The rebound comes as a result of a shift in sentiment in the cryptocurrency market encouraging new participation, while institutional investors remain cautious despite the market’s highs.

Merchants return to Solana in the future

Recent data shows that investors are becoming more optimistic about Solana’s short-term outlook.

According to CoinGlassSOL’s open interest has remained stable at around $4.91 billion over the past 24 hours, indicating that traders are maintaining existing positions rather than exiting the market.

Meanwhile, futures sales jumped 15% to about $6.90 billion, reflecting strong market activity and continued expansion of the space.

In addition to the positive sentiment, Solana’s currency remains in a positive zone of about 0.0040%, which means that traders are willing to pay more to maintain long positions-a sign that the bullish sentiment is strengthening among traders.

Although business activities have progressed, the importance of organizations has not shown the same strength.

Data from SoSoValue shows this Solana Exchange-traded funds (ETFs) posted two consecutive quarters of sales with zero net income this week.

The lack of new ETFs suggests that traditional investors are taking a wait-and-see approach even with recent cryptocurrency prices.

This difference between commercial interest and institutional caution may affect the sustainability of Solana’s recovery.

Solana price analysis: $81.50 is still the most important level

From a technical perspective, Solana strengthened after retrieving its 50-day EMA at $76.82.

The indicator is also trading above the 50% Fibonacci retracement level at $76.92, tested from lows between $98.41 and $60.13, encouraging a short-term correction.

However, SOL continues to face significant resistance from the lows near $81.50, while the 200-day EMA at $94.52 remains a major long-term barrier.

A firm daily close above $81.50 would confirm the trend’s downside and could lead to resistance at $88.56 and the 200-day EMA at $94.52.

Technical indicators show that the growth rate is slowing. The Relative Strength Index (RSI) hovers around 54, indicating slight buying pressure without entering overbought territory.

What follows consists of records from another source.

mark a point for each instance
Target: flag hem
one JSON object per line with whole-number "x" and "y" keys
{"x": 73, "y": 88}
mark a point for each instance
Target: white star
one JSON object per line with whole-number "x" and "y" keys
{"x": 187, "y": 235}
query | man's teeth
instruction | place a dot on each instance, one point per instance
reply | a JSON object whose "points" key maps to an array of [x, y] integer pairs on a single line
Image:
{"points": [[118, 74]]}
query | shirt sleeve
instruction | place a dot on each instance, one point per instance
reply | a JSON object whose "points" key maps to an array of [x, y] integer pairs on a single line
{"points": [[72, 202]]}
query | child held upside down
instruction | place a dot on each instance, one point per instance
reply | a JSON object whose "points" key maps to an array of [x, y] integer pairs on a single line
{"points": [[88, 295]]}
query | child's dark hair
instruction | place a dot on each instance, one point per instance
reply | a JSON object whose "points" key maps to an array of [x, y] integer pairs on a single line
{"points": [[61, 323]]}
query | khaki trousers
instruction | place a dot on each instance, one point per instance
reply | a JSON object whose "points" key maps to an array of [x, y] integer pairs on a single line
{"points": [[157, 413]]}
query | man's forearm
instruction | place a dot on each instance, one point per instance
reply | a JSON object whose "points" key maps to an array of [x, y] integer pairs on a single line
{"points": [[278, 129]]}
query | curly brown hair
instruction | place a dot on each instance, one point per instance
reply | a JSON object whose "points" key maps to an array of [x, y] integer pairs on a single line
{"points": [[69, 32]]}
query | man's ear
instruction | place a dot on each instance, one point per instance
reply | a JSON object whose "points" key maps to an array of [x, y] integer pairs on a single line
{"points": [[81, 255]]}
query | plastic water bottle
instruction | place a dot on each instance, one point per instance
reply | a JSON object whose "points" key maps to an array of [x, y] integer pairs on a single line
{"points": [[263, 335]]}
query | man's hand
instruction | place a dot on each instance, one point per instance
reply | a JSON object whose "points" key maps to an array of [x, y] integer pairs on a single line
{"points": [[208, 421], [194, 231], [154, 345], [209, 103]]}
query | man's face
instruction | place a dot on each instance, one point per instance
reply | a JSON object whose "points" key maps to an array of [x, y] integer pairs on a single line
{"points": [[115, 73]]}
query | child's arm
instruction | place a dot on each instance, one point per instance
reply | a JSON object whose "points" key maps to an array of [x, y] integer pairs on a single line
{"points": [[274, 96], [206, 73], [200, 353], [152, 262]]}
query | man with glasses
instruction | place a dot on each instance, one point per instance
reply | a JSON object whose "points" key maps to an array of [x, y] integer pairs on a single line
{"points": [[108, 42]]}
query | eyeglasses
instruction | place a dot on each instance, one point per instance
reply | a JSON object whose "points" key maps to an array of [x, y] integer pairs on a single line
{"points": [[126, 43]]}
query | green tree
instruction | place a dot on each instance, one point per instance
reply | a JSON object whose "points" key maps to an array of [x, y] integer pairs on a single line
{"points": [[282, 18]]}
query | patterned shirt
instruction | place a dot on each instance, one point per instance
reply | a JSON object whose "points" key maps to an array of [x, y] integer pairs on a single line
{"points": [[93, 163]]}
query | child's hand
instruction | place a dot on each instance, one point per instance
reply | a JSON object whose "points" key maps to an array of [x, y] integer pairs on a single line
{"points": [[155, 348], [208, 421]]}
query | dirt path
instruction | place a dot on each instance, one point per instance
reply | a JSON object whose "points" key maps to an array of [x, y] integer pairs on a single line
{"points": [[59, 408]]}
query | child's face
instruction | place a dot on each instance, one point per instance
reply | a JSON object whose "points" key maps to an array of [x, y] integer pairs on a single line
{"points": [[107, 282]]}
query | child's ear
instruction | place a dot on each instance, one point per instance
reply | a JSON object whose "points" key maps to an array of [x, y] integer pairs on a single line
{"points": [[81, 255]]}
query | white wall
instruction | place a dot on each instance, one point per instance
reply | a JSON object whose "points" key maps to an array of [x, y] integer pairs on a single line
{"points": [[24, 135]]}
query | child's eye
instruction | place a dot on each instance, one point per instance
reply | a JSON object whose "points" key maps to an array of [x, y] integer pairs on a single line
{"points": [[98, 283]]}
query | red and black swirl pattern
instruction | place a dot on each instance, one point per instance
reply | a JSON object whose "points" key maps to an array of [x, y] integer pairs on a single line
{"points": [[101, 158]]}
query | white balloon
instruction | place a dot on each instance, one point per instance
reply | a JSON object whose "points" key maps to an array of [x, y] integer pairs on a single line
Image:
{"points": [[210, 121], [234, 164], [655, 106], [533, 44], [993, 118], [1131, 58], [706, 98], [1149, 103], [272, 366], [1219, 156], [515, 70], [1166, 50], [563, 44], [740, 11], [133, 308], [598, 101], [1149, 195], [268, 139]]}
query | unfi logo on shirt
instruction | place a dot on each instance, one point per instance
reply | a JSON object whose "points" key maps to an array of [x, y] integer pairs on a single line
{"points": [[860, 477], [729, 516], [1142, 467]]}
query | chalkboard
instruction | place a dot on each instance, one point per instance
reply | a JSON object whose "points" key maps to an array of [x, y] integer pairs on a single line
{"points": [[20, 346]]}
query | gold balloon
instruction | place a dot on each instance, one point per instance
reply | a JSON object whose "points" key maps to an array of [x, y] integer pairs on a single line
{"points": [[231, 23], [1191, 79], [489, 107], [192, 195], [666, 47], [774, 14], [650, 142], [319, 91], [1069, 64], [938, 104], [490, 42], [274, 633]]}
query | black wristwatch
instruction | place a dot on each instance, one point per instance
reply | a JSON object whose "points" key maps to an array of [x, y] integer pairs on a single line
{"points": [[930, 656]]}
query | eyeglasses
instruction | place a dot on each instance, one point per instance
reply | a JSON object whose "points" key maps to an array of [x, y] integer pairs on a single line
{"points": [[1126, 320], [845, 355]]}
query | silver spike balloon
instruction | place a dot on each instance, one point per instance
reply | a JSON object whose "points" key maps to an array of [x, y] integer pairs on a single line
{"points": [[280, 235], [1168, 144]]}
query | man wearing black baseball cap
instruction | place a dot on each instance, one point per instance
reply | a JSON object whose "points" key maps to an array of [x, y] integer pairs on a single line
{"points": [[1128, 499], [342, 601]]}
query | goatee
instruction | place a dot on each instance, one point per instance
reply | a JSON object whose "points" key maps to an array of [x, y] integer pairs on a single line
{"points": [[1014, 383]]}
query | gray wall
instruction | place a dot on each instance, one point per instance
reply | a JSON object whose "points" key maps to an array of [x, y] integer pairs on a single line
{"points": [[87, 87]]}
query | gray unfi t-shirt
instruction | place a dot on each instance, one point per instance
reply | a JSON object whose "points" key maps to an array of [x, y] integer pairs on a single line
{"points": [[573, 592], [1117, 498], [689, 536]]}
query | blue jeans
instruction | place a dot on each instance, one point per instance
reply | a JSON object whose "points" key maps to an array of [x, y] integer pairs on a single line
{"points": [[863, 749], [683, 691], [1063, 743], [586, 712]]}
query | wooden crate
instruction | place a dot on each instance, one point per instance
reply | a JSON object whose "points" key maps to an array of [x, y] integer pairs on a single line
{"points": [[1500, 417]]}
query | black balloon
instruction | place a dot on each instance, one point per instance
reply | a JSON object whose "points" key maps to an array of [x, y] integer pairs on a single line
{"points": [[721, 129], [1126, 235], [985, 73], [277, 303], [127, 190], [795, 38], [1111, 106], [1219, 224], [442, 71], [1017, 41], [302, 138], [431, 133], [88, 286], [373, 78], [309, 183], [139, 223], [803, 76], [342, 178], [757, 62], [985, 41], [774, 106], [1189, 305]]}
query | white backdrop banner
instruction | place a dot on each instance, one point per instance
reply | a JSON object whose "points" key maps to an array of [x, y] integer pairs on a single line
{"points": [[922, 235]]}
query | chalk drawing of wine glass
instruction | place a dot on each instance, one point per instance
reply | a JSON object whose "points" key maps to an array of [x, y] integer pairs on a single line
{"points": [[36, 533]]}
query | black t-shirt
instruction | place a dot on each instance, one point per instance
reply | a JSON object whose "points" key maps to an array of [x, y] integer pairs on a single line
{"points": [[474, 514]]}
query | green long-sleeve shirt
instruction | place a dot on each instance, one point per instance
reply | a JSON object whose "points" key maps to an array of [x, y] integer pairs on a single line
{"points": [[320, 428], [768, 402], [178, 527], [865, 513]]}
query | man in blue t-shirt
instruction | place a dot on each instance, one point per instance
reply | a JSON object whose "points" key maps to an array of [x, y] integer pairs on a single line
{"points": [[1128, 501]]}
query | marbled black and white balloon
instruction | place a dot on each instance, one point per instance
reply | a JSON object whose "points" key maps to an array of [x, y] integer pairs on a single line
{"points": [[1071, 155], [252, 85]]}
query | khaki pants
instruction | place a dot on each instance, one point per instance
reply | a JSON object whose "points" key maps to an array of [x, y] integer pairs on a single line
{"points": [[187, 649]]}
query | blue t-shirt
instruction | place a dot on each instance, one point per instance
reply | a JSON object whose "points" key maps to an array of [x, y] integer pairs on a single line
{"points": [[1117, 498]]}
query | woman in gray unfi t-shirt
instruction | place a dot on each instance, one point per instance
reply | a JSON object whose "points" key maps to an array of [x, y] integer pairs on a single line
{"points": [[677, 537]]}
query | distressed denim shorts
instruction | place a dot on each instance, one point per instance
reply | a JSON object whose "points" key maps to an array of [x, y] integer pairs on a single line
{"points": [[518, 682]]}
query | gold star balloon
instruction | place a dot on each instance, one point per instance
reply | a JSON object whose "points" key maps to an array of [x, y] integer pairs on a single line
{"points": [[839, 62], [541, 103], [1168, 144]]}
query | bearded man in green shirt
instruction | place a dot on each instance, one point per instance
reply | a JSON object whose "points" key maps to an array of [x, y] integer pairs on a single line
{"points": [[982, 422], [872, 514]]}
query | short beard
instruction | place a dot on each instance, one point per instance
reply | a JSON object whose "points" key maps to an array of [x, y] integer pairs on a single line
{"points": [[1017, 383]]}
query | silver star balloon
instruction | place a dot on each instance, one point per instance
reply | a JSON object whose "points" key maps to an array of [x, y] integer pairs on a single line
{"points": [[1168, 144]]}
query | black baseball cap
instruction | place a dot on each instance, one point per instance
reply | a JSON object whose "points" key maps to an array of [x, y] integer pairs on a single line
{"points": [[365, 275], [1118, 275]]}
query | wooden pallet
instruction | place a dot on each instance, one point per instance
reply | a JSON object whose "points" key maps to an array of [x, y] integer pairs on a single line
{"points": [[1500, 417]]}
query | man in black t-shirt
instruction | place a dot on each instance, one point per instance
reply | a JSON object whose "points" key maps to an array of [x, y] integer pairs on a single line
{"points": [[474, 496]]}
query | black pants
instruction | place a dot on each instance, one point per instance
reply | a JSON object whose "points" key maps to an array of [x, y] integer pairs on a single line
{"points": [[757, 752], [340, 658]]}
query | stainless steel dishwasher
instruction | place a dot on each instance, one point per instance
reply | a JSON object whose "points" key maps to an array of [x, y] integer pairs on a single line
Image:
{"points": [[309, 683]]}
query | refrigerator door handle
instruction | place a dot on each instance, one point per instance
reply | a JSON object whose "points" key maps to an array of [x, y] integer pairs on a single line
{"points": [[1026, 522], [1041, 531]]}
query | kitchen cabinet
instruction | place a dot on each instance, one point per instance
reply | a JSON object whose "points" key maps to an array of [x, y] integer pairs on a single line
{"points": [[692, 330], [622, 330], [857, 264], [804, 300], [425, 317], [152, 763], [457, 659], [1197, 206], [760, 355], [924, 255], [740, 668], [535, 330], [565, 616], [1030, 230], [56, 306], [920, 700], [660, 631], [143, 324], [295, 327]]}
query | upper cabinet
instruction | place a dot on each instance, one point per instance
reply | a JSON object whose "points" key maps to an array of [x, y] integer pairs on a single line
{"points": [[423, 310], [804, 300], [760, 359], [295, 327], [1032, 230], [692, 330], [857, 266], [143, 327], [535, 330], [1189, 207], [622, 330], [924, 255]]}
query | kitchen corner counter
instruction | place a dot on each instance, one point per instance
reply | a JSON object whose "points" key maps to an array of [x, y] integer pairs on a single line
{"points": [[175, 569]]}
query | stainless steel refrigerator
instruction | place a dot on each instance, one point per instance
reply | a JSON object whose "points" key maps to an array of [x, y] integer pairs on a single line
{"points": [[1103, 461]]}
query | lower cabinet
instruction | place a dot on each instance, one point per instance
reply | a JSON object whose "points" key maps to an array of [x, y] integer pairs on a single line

Meanwhile, the Moving Average Convergence Divergence (MACD) is approaching a strong convergence near its signal line, indicating neutrality that could support the upside if buying continues.

SOL/USD 4H Chart

If Solana faces new pressure to sell, traders can watch the following sectors:

  • 50-day EMA: $76.82
  • Previous high line: $68.88
  • Discount: $60.13

A hold above the 50-day EMA would help sustain the current recovery, while a break below could signal SOL to return to lower support areas.

A note Solana retraces the 50-day EMA as bulls look for a breakout above $81.50 appeared for the first time CoinJournal.